Abstract
The tumor microenvironment is composed of numerous cell types, including tumor, immune and stromal cells. Cancer cells interact with the tumor microenvironment to suppress anticancer immunity. In this study, we molecularly dissected the tumor microenvironment of breast cancer by single-cell RNA-seq. We profiled the breast cancer tumor microenvironment by analyzing the single-cell transcriptomes of 52,163 cells from the tumor tissues of 15 breast cancer patients. The tumor cells and immune cells from individual patients were analyzed simultaneously at the single-cell level. This study explores the diversity of the cell types in the tumor microenvironment and provides information on the mechanisms of escape from clearance by immune cells in breast cancer.
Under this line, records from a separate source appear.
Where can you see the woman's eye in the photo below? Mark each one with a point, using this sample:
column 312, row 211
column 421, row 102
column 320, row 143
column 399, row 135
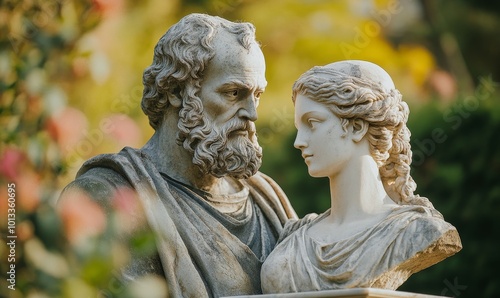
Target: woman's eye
column 312, row 122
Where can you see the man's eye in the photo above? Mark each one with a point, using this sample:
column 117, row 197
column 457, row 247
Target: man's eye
column 232, row 93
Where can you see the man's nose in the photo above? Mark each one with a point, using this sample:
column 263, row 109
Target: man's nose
column 248, row 111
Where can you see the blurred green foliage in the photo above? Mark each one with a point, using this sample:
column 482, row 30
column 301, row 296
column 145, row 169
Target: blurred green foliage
column 70, row 87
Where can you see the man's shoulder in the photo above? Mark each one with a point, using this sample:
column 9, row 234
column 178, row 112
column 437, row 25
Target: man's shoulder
column 99, row 184
column 272, row 193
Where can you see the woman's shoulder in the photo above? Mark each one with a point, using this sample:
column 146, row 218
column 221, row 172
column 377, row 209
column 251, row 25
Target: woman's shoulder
column 293, row 225
column 426, row 231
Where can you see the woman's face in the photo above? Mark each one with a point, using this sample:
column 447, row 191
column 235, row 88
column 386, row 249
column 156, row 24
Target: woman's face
column 326, row 147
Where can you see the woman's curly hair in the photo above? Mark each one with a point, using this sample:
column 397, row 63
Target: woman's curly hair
column 351, row 98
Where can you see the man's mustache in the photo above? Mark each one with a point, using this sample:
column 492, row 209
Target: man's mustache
column 237, row 125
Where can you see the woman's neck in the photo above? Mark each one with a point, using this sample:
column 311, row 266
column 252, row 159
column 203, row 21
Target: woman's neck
column 357, row 192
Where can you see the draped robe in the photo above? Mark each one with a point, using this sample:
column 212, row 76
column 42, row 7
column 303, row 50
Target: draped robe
column 201, row 251
column 408, row 240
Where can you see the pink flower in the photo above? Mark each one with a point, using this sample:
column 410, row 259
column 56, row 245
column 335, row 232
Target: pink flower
column 10, row 163
column 125, row 131
column 82, row 217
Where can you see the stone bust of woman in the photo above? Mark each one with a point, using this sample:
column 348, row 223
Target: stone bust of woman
column 351, row 128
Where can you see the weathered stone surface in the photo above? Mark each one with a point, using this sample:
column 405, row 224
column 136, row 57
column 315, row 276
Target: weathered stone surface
column 346, row 293
column 351, row 128
column 215, row 217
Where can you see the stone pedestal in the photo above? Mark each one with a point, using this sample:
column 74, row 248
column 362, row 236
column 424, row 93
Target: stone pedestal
column 345, row 293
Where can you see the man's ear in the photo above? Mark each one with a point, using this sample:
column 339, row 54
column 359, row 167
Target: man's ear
column 174, row 97
column 359, row 129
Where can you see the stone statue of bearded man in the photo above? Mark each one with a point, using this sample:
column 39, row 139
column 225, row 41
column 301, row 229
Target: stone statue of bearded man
column 215, row 217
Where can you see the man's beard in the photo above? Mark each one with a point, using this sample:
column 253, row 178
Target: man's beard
column 225, row 150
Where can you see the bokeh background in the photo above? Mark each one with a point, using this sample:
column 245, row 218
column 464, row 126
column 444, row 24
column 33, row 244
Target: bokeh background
column 70, row 88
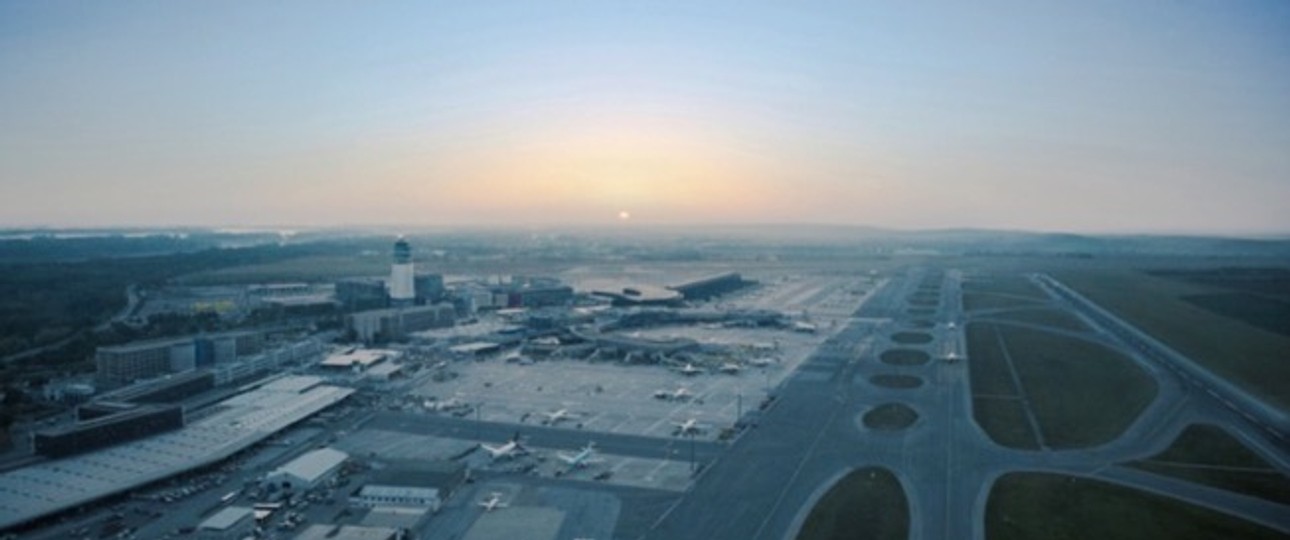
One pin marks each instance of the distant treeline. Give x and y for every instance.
(45, 302)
One Sentence Summary Landscape of tumor cells and immune cells in breast cancer by single cell RNA-seq
Breast cancer is the most common cancer and the leading cause of death from cancer in women worldwide(1). Four subtypes of breast cancer with distinct expression profiles have been classified based on gene expression signatures associated with highly variable clinical characteristics(2, 3). To design targeted treatment for such a diverse disease, understanding its molecular mechanism of initiation and progression is essential(4). Several studies have shown that the presence of tumor-infiltrating lymphocytes (TILs) is associated with breast cancer progression and neoadjuvant chemotherapy response(5-7). TIL levels within and between different subtypes of breast cancer vary(8). Based on the CD8+ T cell infiltration phenotype, tumors can be categorized as T-cell-inflamed and non-T-cell-inflamed tumors(9). In T-cell-inflamed tumors, the tumor cells act together with the tumor microenvironment (TME) to inhibit the antitumor functions of T cells. This process results in an exhausted T cell phenotype. Non-T-cell-inflamed tumors escape immune system clearance by preventing T cell infiltration into the TME(10). Cancer-associated fibroblasts (CAFs), tumor-associated macrophages (TAMs) and oncogenic pathway alterations in tumor cells are reportedly responsible for the non-T-cell-inflamed phenotype(10-14). However, the mechanism of immune evasion in breast cancer remains unclear. A recent study showed that a high number of TILs was beneficial for triple negative breast cancer (TNBC) and HER-2-positive breast cancer patient survival, but this parameter was an adverse prognostic factor for luminal HER2-negative breast cancer patient survival(15). High-resolution mapping of the TME composition and cell states of different breast cancer subtypes will help us understand the different effects of TILs and the mechanism of tumor immune evasion in breast cancer.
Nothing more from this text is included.